Even though the most thorough inspection of Tutankhamun’s tomb in modern history has now wrapped up, several questions about its future still remain.
The long-term impact of dust is still a mystery. Found to be comprised primarily of calcium, magnesium, aluminum, and phosphorous, it’s unclear how the dust may chemically interact with the natural minerals in the paints and pigments on the tomb walls over a longer period of time.
The physical dangers of increased flooding linked to climate change is another concern and has not yet been considered, Agnew says. Although Tut’s tomb is safe from direct flooding, it’s constructed of the same porous, clay-containing rock as all of its neighbors in the Valley of the Kings. If adjacent tombs flood, vapor could seep through the walls and “absolutely rip apart” the tomb’s plastered walls and their paintings, says Lori Wong, the Getty’s lead paintings conservator on the Tut project.

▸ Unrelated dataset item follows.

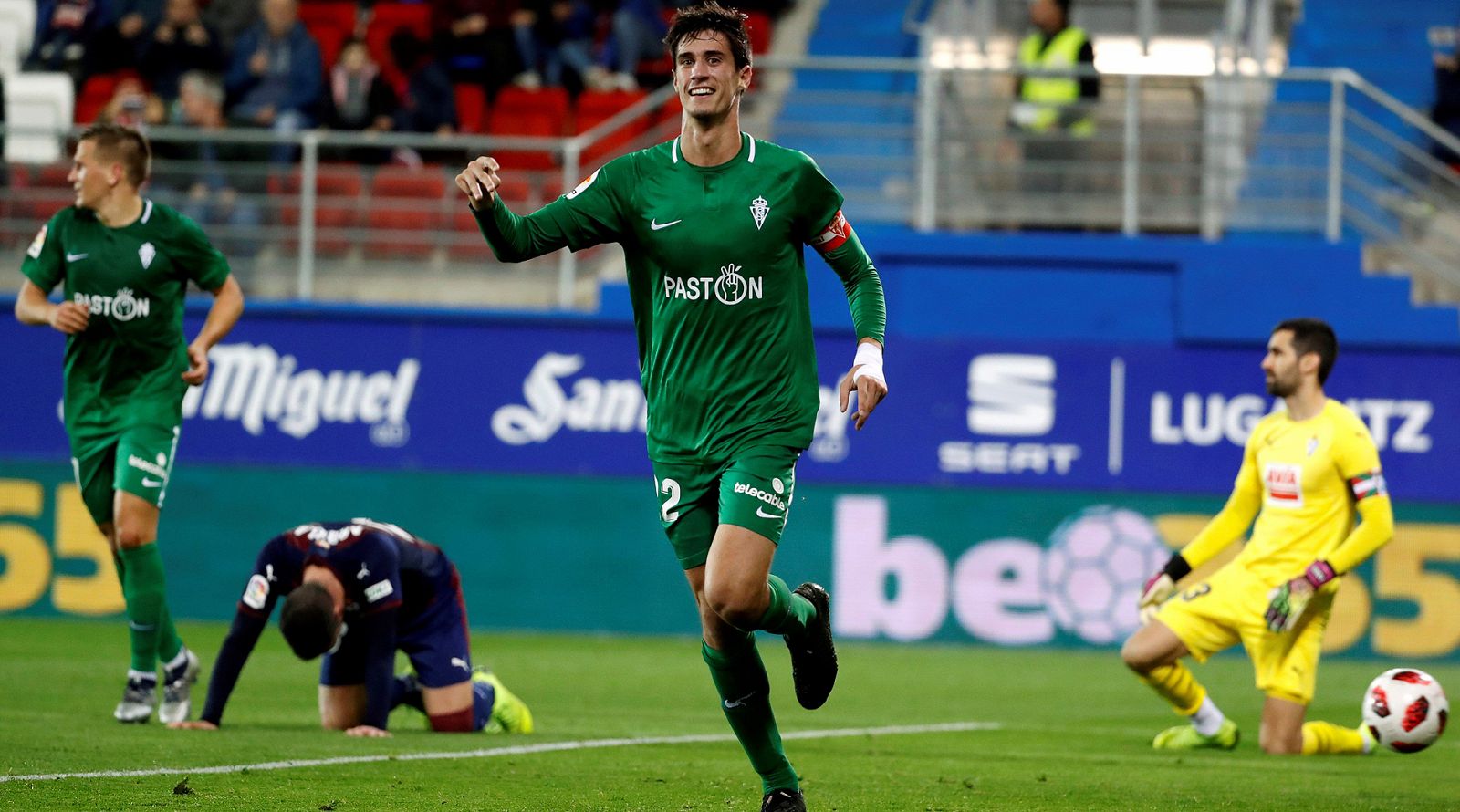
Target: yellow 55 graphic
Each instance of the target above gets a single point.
(28, 559)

Tourism remains the greatest immediate threat to the tomb. Despite the existence of a high-quality, ultra-detailed replica just a mile away, it’s unclear whether the Egyptian government will ultimately restrict most public access to the original tomb (and therefore reduce a guaranteed revenue stream). France has found that eliminating visitors to the original prehistoric cave art sites at Lascaux and Chauvet, and redirecting them to replicas, has not dinted the public’s interest in the monuments. A relatively new replica at Lascaux drew an estimated 260,000 visitors in 2017.

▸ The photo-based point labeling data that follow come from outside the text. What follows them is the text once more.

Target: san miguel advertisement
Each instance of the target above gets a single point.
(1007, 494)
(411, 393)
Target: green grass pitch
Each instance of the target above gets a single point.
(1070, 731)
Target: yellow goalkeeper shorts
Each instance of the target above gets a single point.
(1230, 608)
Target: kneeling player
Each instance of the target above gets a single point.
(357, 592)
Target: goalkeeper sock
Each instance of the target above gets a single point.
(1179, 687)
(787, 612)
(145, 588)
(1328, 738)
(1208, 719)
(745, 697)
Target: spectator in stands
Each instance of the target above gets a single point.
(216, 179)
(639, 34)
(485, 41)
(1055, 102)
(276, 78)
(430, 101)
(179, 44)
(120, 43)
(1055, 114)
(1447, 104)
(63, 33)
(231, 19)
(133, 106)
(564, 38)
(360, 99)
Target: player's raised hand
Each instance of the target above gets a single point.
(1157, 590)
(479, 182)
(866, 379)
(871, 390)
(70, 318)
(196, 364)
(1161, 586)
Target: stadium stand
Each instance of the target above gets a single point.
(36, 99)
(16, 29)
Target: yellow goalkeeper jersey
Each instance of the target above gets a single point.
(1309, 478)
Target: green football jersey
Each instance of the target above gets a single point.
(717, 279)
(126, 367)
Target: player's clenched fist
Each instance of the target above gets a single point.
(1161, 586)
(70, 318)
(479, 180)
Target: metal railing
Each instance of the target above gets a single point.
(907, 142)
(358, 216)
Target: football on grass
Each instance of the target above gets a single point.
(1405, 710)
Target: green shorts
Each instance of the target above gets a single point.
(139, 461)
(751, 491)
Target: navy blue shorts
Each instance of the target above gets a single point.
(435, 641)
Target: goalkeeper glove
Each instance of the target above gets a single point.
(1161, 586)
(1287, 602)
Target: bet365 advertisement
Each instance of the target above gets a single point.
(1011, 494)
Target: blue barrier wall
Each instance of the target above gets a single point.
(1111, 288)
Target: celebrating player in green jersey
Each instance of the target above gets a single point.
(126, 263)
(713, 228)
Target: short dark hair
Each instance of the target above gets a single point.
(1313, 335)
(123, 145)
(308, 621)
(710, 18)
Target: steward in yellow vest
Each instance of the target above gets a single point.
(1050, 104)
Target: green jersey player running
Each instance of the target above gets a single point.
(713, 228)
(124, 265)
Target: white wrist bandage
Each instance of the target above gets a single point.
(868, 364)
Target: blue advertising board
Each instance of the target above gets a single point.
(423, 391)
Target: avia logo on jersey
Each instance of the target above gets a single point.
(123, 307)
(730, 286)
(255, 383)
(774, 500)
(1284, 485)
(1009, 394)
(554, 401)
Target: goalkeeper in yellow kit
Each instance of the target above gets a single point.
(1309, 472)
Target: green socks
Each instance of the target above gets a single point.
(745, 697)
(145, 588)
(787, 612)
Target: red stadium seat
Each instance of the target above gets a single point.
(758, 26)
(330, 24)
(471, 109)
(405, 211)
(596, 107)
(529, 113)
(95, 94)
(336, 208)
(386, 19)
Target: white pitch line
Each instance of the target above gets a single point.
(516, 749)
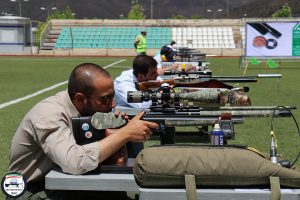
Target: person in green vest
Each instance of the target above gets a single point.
(140, 43)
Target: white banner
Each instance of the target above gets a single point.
(272, 39)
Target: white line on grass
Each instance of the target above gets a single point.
(3, 105)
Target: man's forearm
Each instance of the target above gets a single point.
(111, 144)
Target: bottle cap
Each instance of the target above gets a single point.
(217, 126)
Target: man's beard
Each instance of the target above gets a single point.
(89, 111)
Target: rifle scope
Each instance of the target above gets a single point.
(208, 95)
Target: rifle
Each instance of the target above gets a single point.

"We know the human impact on our heritage,” says Pascal Terrasse, president of the Pont d’Arc Grand Project, a replica of Chauvet cave that draws more than 2,000 visitors a day. “When new technologies become available for heritage protection, managers of historical works must rely on this opportunity. We realized the world's largest fake cave because of digital techniques, which allowed us to do a very realistic job."
At the very least, Agnew says he hopes the sum of the recent conservation work on Tutankhamun’s tomb results in a higher awareness of its significance for any who visit in the future.
“One should be reminded that a visit to a tomb should be one of humility and interest,” Agnew concludes. “[It’s] not a freak show; [it’s] a tomb for a king, and we need to approach them with reverence. That’s a difficult thing to get to in this age of mass tourism."
Visitors peer at the mummified remains of Ramses II in Cairo’s Egyptian Museum. The pharaoh, who reigned from 1279-1213 B.C., is considered one of the most powerful rulers of the Egyptian Empire.